Talvez a novidade esteja na maneira despreocupada e “natural” em que se descrevem comportamentos fronteiriços aos tabus abordados. A história de As avós se passa num lugar paradisíaco; um “pequeno promontório”, banhado por um “mar brincalhão”, bem diferente do oceano bravio que rugia além da “bocejante baía”, e trata de duas mulheres, amigas desde o tempo do colégio, que não se separam, nem mesmo ao casar. A maternidade também se revela mais um vínculo entre as duas, que tomam como amantes o filho uma da outra. Finalmente, elas resolvem abdicar deste arranjo não-questionado para que seus filhos se casem e procriem. Cada um tem uma filha, e essas crianças, quase que imperceptivelmente, passam à esfera de fascínio que as duas mulheres parecem possuir, sem se esforçar para tal. Inesperadamente, algumas cartas antigas vão parar nas mãos de uma das noras, que se horroriza e resolve interromper a situação idílica em que a história se abre.

O que mais causa estranhamento, em minha opinião, não são as ousadias do texto — que, em si, não é mais tão ousado — na Grécia antiga, em tempos imemoriais, Édipo já tinha levado a mãe para a cama, e tinha até tido uma prole inteira com a fogosa Jocasta, que reservava a castidade para o nome, pelo visto. O estranho do texto está em tudo aquilo que é deixado de fora da história. Tal como o mar bravio e ameaçador, tudo está contido pela “barreira dos dentes”, imagem de Homero, mas que cabe à perfeição neste caso. Nesta baía as águas são mansas, o sol é intenso, tão intenso que as personagens de Lessing não têm uma palheta de cinzas: são perfeitamente recortadas, de encontro ao cenário encantador, e ofuscam com sua beleza e serenidade, “gente serena e radiante, como são os que sabem usar o sol”, ou deusas e deuses imortais, vivendo neste quase Olimpo africano. Nesta ilha de bem-aventurança, eles não são os únicos despreocupados. À sua volta espalham-se “pessoas tão felizes quanto eles”, vivendo vidas atraentes:

E essas vidas eram de uma facilidade incrível. Pouca gente no fundo tem uma vida tão agradável, tão sem problemas, tão sem censuras: ninguém, nesse litoral abençoado, passava a noite acordado, chorando por seus pecados ou por dinheiro, muito menos por comida. Que gente mais bem-apessoada, brilhante e suave de sol, de esportes, de boa comida. 

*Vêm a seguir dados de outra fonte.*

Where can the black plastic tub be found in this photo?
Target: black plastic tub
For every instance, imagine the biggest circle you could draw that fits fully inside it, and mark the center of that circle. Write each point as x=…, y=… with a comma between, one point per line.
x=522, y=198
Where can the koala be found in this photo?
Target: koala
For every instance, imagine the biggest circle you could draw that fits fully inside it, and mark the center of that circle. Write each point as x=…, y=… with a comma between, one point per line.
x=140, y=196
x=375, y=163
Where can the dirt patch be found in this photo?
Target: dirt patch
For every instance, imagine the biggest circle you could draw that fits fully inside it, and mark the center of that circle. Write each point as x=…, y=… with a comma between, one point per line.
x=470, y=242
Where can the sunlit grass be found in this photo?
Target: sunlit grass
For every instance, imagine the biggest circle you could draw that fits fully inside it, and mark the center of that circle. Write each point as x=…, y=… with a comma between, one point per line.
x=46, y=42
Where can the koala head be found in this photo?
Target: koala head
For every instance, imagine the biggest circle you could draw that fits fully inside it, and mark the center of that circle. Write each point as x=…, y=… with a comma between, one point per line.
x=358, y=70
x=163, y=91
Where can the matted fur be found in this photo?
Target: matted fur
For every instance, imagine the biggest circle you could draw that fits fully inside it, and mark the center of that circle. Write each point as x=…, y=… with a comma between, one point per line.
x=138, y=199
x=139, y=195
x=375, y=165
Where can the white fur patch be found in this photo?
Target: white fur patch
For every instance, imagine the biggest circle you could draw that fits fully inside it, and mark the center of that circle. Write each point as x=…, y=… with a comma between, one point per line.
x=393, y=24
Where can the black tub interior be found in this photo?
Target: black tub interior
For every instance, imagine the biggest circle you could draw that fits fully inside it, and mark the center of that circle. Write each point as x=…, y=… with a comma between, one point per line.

Quanta diferença da África que Doris Lessing retrata na sua conferência de aceitação do prêmio Nobel. Lá se descrevem as dificuldades, as faltas, a miséria em toda sua crueza: ela fala de amigos escritores, de pele negra, que aprenderam a ler sozinhos, nos rótulos de latas apanhadas no lixo. Conta-nos de um que cresceu numa área rural destinada aos negros no Zimbábue, numa terra seca e árida, onde só logram brotar esparsos arbustos. Nesse ambiente desolado, ele encontrou uma enciclopédia infantil jogada no lixo, e foi assim que conseguiu se “educar”. Ela nos conta da corrupção do governo de Mugabe, um regime de terror, mas onde, apesar dos pesares, numa vila em que as pessoas tinham ficado três dias sem comer, ainda assim falavam de livros e da maneira de obtê-los, e de como alcançar educação. Certamente que esses retratos foram laboriosamente excluídos da narrativa, e somente suspeitamos que o mundo pode não ser tão idílico quando o ex-marido de Roz decide ir morar fora desse paraíso, numa terra árida:

Lá se foi Harold para a universidade, rodeada não por oceanos e ventos marítimos, não por canções e lendas do mar, e sim por areia, mato ralo e espinhos.

Enquanto isso, no paraíso habitado por Roz e Lil, a perfeição se aprimora com a transformação dos dois meninos em belos adolescentes: “[…] e eram os dois tão lindos que as duas endireitaram o corpo na cadeira para olhar uma para a outra, dividindo a incredulidade”. Digressando sobre o assunto da beleza juvenil, diz a autora: “A beleza de jovens rapazes — ora, isso não é coisa assim tão fácil. As meninas sim, cheias de óvulos tentadores, as mães de todos nós, isso faz sentido, elas têm de ser belas e em geral o são, mesmo que só por um ano, ou um dia. Mas os meninos — por quê? Para quê? Há um momento breve, por volta dos dezesseis, dezessete anos, em que eles têm uma aura poética. São como jovens deuses”.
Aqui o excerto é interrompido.